Jazz drumming is the art of playing percussion (predominantly the drum kit, which includes a variety of drums and cymbals) in jazz styles ranging from 1910s-style Dixieland jazz to 1970s-era jazz fusion and 1980s-era Latin jazz. The techniques and instrumentation of this type of performance have evolved over several periods, influenced by jazz at large and the individual drummers within it. Stylistically, this aspect of performance was shaped by its starting place, New Orleans, as well as numerous other regions of the world, including other parts of the United States, the Caribbean, and Africa.

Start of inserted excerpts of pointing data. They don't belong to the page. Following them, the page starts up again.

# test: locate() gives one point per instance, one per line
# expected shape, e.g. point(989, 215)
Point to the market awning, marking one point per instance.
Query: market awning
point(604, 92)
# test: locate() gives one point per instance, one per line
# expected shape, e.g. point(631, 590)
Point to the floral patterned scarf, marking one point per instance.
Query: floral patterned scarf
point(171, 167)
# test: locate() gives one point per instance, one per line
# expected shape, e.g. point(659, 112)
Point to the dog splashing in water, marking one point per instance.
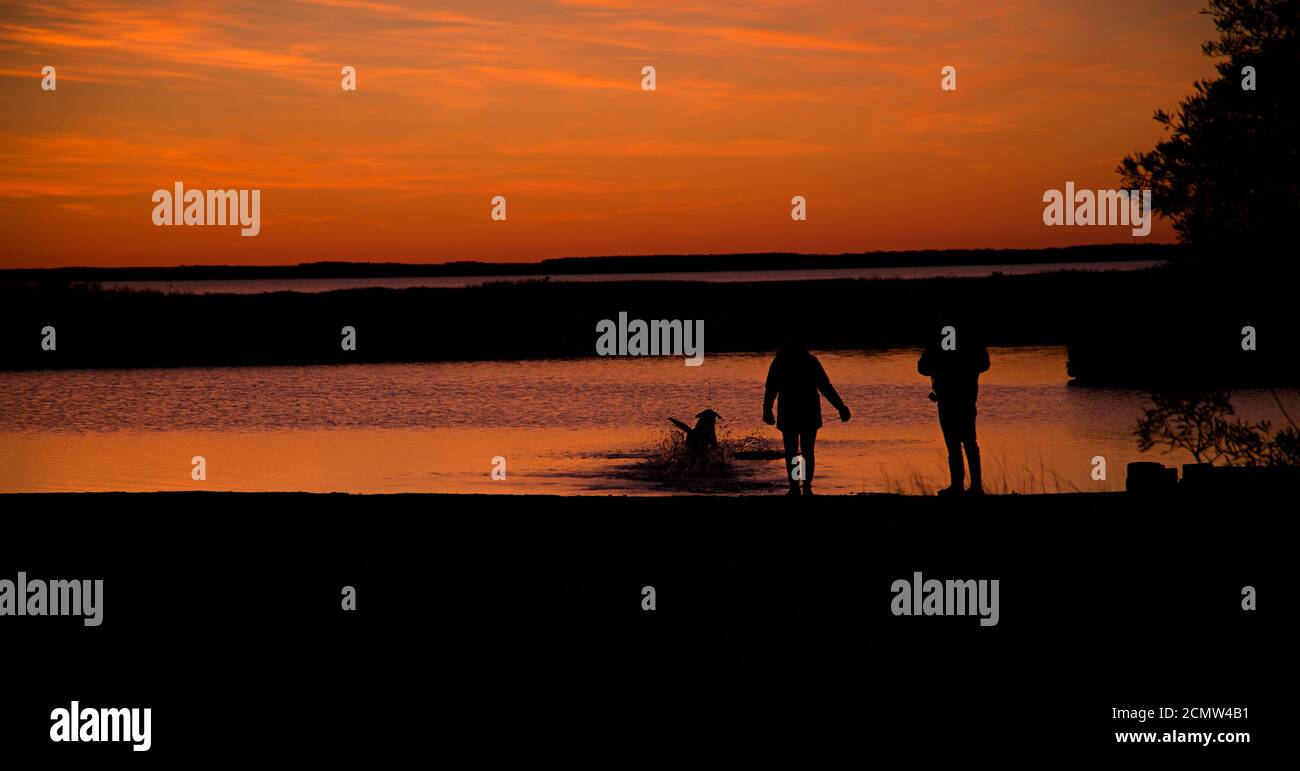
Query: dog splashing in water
point(701, 437)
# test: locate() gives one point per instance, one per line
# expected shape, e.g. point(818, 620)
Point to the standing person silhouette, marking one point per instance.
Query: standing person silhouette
point(954, 371)
point(793, 381)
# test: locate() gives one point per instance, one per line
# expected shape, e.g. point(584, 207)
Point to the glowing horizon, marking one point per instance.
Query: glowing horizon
point(755, 103)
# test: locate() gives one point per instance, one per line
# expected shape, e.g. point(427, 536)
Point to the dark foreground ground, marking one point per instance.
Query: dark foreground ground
point(492, 624)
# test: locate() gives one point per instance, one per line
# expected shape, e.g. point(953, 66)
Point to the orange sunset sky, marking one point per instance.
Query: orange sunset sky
point(757, 102)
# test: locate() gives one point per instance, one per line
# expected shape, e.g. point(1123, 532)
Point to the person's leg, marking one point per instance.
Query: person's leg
point(792, 449)
point(973, 453)
point(953, 433)
point(807, 445)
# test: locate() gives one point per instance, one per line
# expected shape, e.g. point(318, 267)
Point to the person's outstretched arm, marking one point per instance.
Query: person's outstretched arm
point(823, 384)
point(770, 394)
point(923, 364)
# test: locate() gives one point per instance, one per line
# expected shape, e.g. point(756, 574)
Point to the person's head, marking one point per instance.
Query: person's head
point(793, 337)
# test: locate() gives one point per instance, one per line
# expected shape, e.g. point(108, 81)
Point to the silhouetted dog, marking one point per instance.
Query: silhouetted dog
point(703, 434)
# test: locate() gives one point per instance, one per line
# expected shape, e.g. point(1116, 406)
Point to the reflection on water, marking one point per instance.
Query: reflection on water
point(566, 427)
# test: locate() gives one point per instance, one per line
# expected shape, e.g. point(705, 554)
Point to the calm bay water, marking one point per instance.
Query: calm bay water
point(317, 285)
point(566, 427)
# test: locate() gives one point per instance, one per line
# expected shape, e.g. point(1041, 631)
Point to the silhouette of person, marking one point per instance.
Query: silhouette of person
point(793, 381)
point(954, 369)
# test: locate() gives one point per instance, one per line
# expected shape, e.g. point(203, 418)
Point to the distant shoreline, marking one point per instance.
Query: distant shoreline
point(1117, 325)
point(612, 264)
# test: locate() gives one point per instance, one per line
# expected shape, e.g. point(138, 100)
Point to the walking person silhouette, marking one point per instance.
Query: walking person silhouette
point(793, 381)
point(954, 372)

Jazz required a method of playing percussion different from traditional European styles, one that was easily adaptable to the different rhythms of the new genre, fostering the creation of jazz drumming's hybrid technique. As each period in the evolution of jazz—swing and bebop, for example—tended to have its own rhythmic style, jazz drumming continued to evolve along with the music through the 20th century. One tendency that emerged over time was the gradual "freeing" of the beat. But older styles persisted in later periods. The borders between these periods are unclear, partly because no one style completely replaced others, and partly because there were numerous cross influences between styles.

==Early history==
===Preliminary cultural mixing===
The rhythms and use of percussion in jazz, as well as the art form itself, were products of extensive cultural mixing in various locations. The earliest occasion when this occurred was the Moorish invasion of Europe, where the cultures of France, Spain, and Africa to some extent, encountered each other and most likely exchanged some cultural information. The influence of African music and rhythms on the general mix that created jazz was profound, though this influence did not appear until later.

===African influence===
There are several central qualities shared by African music and jazz, most prominently the importance of improvisation. Some instrumental qualities from African music that appear in jazz (especially its drumming) include using unpitched instruments to produce specific musical tones or tone-like qualities, using all instruments to imitate the human voice, superimposition of one rhythmic structure onto another (e.g., a group of three against a group of two), dividing a regular section of time (called a measure in musical terms) into groups of two and three, and the use of repetitive rhythms used throughout a musical piece, often called clave rhythms. This last quality is one of special importance, as there are several pronounced occurrences of this pattern and the aesthetics that accompany it in the world of jazz.

====Clave====

Clave is a tool for keeping time and determining which beats in a composition should be accented. In Africa, the clave is based on division of the measure into groups of three, on which only a few beats are emphasized. The Cuban clave, derived from the African version, is composed of two measures, one with three beats, one with two. The measures can be played in either order, with either the two or three beat phrase coming first, and are labeled "2-3" or "3-2", respectively.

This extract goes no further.